Cette protestation ne l'empêcha point d'être consacré évêque de Ptolomaïs. Il est incroyable que Théophile n'ait point balancé à élever à cette dignité un philosophe infecté de Platonisme, & s'en faisant honneur. On eut égard, dit Photius, à la sainteté de ses moeurs, & l'on espéra de Dieu qu'il l'éclaireroit un jour sur la résurrection & sur les autres dogmes que ce philosophe rejettoit.

Denis l'Aréopagite, Claudien Mamert, Boëtce, AEneas Gazaeus, Zacharie le Scholastique, Philopon & Nemesius, ferment cette ere de la Philosophie chrétienne que nous allons suivre, dans l'Orient, dans la Grece & dans l'Occident, en exposant les révolutions depuis le septieme siecle jusqu'au douzieme.

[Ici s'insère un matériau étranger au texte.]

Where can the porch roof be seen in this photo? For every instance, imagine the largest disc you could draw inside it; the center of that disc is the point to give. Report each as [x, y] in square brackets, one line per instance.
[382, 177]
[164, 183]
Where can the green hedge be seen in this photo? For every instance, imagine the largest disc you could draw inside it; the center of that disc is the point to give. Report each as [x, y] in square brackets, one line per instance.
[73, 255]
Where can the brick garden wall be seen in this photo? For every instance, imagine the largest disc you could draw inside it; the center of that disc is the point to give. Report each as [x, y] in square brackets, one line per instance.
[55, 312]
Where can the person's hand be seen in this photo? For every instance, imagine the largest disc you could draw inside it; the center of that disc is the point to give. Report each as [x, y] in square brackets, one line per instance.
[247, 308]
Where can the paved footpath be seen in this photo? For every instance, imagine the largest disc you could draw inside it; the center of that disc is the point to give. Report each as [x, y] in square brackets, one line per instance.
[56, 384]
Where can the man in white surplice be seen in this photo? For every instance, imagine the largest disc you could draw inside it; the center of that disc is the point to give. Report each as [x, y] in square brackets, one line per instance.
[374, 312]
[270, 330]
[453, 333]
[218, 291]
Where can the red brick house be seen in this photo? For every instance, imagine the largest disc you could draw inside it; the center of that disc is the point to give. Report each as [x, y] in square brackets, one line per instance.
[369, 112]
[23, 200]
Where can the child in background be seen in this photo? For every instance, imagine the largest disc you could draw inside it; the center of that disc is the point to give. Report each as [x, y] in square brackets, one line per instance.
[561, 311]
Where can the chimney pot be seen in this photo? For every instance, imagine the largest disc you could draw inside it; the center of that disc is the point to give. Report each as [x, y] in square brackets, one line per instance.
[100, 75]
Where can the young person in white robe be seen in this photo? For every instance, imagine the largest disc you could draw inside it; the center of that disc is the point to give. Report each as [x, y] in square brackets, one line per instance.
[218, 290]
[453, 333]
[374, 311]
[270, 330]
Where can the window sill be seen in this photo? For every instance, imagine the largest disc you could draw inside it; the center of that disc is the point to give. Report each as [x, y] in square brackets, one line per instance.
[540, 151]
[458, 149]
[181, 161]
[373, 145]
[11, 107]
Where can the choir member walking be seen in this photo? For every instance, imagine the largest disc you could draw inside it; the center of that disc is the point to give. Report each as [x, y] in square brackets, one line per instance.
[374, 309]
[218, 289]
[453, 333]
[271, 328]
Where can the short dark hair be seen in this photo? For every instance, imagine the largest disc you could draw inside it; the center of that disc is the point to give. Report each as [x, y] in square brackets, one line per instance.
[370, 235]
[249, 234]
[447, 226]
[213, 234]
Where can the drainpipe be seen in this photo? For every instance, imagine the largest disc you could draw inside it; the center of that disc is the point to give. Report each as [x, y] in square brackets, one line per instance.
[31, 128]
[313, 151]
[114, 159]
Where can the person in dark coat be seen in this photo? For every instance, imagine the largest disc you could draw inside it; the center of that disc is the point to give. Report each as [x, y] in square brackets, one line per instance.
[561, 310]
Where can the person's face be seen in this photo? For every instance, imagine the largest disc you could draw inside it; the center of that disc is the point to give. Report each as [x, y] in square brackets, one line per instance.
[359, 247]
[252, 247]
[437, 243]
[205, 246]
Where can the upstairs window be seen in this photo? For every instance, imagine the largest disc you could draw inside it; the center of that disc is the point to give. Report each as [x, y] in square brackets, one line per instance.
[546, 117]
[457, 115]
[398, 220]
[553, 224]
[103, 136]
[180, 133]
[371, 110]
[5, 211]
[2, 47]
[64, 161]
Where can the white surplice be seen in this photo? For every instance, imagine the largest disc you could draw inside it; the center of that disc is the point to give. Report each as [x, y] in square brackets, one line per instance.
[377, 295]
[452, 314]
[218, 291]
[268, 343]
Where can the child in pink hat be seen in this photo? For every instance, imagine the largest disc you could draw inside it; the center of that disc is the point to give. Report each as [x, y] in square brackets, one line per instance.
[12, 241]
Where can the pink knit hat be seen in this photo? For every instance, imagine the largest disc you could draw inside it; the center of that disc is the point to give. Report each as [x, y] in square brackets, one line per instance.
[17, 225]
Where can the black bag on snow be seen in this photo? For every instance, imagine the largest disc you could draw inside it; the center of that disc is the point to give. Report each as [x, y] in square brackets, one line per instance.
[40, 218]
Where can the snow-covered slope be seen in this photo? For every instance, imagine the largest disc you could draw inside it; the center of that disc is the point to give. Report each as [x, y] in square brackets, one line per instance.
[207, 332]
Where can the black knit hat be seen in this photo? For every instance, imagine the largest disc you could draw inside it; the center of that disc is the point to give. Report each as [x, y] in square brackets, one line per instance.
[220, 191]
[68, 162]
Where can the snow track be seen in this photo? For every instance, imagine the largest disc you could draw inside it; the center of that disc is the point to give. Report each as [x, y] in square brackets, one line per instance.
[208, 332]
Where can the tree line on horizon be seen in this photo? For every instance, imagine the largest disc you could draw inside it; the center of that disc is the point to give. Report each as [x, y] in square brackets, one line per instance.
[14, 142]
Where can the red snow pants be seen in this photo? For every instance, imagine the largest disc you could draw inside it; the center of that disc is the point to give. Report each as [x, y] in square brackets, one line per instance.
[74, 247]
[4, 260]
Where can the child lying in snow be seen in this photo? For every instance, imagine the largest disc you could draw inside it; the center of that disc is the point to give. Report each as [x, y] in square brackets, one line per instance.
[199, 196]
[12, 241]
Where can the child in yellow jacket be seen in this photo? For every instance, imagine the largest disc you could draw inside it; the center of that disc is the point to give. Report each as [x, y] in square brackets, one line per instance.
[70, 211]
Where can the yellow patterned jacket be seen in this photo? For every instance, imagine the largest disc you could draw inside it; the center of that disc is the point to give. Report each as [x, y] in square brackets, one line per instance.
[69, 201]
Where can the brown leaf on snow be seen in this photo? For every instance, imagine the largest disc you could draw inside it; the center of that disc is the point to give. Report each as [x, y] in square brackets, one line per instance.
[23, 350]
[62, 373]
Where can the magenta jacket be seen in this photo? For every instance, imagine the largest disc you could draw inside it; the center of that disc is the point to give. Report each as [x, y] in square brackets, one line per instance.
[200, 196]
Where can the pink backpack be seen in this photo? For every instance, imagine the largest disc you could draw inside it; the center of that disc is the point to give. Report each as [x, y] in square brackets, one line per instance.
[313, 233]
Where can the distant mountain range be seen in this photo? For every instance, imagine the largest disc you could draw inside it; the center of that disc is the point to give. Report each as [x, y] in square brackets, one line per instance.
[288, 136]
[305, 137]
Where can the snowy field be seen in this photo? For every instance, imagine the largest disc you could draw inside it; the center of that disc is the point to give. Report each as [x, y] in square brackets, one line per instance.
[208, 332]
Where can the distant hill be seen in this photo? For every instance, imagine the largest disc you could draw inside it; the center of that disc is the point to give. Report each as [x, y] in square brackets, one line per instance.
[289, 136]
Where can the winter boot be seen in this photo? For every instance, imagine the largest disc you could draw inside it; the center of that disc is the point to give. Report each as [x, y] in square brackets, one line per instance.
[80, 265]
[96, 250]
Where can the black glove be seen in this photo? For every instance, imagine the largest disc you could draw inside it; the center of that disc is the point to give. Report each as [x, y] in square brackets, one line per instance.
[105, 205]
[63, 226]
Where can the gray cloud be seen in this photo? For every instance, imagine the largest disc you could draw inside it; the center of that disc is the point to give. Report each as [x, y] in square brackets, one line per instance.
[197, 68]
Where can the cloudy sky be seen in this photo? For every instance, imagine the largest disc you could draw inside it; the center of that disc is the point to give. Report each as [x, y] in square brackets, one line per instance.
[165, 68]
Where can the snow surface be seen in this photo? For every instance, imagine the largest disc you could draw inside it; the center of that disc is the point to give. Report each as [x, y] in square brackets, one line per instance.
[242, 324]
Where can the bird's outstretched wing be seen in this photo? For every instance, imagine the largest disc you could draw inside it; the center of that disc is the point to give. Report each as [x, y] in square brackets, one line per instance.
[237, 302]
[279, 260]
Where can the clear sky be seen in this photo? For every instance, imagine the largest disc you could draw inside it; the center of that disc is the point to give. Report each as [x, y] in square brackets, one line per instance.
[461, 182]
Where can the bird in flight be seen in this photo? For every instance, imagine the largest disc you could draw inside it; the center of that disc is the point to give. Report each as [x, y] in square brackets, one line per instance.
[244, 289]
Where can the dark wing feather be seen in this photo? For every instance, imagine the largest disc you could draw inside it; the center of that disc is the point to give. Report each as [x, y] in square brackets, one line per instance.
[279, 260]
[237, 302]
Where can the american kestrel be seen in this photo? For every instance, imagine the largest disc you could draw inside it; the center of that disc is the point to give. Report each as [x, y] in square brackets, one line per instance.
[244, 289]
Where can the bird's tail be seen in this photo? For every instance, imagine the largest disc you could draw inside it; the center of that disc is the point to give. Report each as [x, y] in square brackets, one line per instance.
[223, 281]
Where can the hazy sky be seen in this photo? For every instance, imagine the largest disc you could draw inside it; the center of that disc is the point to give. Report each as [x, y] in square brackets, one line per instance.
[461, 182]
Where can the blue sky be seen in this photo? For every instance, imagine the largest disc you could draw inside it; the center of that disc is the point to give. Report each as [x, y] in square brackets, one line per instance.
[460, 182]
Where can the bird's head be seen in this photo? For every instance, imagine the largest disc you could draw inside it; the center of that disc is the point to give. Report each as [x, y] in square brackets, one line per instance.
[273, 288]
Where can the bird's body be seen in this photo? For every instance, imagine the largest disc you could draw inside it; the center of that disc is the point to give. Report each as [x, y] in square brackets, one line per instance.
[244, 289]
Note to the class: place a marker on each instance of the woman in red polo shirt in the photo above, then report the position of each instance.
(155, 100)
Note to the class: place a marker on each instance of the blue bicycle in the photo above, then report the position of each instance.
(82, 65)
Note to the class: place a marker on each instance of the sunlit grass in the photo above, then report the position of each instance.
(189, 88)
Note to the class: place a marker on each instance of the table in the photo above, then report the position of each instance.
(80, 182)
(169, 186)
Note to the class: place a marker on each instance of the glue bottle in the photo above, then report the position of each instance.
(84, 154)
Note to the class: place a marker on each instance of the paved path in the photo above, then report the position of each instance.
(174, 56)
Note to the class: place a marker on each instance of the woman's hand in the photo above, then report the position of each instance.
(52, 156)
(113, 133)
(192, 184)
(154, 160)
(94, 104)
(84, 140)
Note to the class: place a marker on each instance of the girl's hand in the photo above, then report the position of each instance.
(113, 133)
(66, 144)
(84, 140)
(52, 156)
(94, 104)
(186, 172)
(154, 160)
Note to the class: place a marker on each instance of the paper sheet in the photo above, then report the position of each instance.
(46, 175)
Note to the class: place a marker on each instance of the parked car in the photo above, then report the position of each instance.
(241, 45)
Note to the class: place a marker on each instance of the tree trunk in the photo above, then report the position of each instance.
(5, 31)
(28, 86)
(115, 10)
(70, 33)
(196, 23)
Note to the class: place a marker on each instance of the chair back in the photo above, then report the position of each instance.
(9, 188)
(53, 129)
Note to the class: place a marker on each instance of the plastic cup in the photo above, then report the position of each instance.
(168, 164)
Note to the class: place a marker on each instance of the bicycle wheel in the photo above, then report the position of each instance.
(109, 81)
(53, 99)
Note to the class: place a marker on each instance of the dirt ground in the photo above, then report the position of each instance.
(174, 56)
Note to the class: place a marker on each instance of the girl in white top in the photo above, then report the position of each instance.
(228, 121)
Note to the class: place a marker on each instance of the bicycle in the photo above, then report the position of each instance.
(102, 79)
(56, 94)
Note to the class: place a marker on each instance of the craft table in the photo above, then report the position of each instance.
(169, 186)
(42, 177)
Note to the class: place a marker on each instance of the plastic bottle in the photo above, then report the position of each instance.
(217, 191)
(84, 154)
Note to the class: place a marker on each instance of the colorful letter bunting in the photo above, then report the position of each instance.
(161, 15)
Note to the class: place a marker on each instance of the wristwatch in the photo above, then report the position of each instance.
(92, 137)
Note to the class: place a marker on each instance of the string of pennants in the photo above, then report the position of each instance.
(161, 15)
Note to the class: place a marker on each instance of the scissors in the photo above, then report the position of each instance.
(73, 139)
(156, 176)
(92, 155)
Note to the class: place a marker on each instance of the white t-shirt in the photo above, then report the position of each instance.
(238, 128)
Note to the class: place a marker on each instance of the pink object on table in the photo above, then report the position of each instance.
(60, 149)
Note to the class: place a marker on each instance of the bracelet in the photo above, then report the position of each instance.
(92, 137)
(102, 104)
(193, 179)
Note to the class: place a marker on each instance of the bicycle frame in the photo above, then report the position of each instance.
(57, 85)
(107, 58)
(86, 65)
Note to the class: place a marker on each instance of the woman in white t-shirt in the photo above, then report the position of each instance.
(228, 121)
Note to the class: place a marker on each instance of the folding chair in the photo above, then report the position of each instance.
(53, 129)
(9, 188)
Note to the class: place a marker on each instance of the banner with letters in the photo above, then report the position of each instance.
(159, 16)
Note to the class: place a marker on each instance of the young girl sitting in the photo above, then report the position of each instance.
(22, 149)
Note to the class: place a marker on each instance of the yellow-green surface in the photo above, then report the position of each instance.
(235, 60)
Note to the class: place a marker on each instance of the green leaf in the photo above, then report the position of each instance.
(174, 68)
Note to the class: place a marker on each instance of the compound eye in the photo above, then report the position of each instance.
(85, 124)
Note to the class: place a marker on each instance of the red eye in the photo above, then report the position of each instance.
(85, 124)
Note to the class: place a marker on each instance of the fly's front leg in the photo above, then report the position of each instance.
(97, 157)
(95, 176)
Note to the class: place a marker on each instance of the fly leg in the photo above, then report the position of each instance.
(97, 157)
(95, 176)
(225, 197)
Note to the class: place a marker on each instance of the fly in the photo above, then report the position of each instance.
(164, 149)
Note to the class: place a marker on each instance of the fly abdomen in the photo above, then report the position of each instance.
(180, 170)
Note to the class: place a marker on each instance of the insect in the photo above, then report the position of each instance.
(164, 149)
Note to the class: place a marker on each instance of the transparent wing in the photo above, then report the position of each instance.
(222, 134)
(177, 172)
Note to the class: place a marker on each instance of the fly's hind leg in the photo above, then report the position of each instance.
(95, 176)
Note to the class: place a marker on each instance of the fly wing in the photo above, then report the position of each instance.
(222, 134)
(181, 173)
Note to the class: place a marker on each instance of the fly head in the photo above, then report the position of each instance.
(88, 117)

Cette philosophie des émanations, cette chaîne d'esprits qui descendoit & qui s'élevoit, toutes ces visions platonico - origenico - alexandrines qui promettoient à l'homme un commerce plus ou moins intime avec Dieu, étoient très - propres à entretenir l'oisiveté pieuse de ces comtemplateurs inutiles qui remplissoient les forêts, les monasteres & les solitudes; aussi fit - elle fortune parmi eux. Le Péripatétisme au contraire, dont la dialectique subtile fournissoit des armes aux hérétiques, s'accréditoit d'un autre côté. Il y en eut qui, jaloux d'un double avantage, tâcherent de concilier Aristote avec Platon; mais celui - ci perdit de jour en jour; Aristote gagna, & la philosophie alexandrine etoit presque oubliée, [p. 520] lorsque Jean Damascene parut. Il professa dans le monde le Péripatétisme qu'il ne quitta point dans son monastere. Il fut le premier qui commença à introduire l'ordre didactique dans la Théologie. Les scholastiques pourroient le regarder comme leur fondateur. Damascene fit - il bien d'associer Aristote à Jesus - Christ, & l'Eglise lui a - t - elle une grande obligation d'avoir habillé ses dogmes à la mode scholastique? c'est ce que je laisse discuter à de plus habiles.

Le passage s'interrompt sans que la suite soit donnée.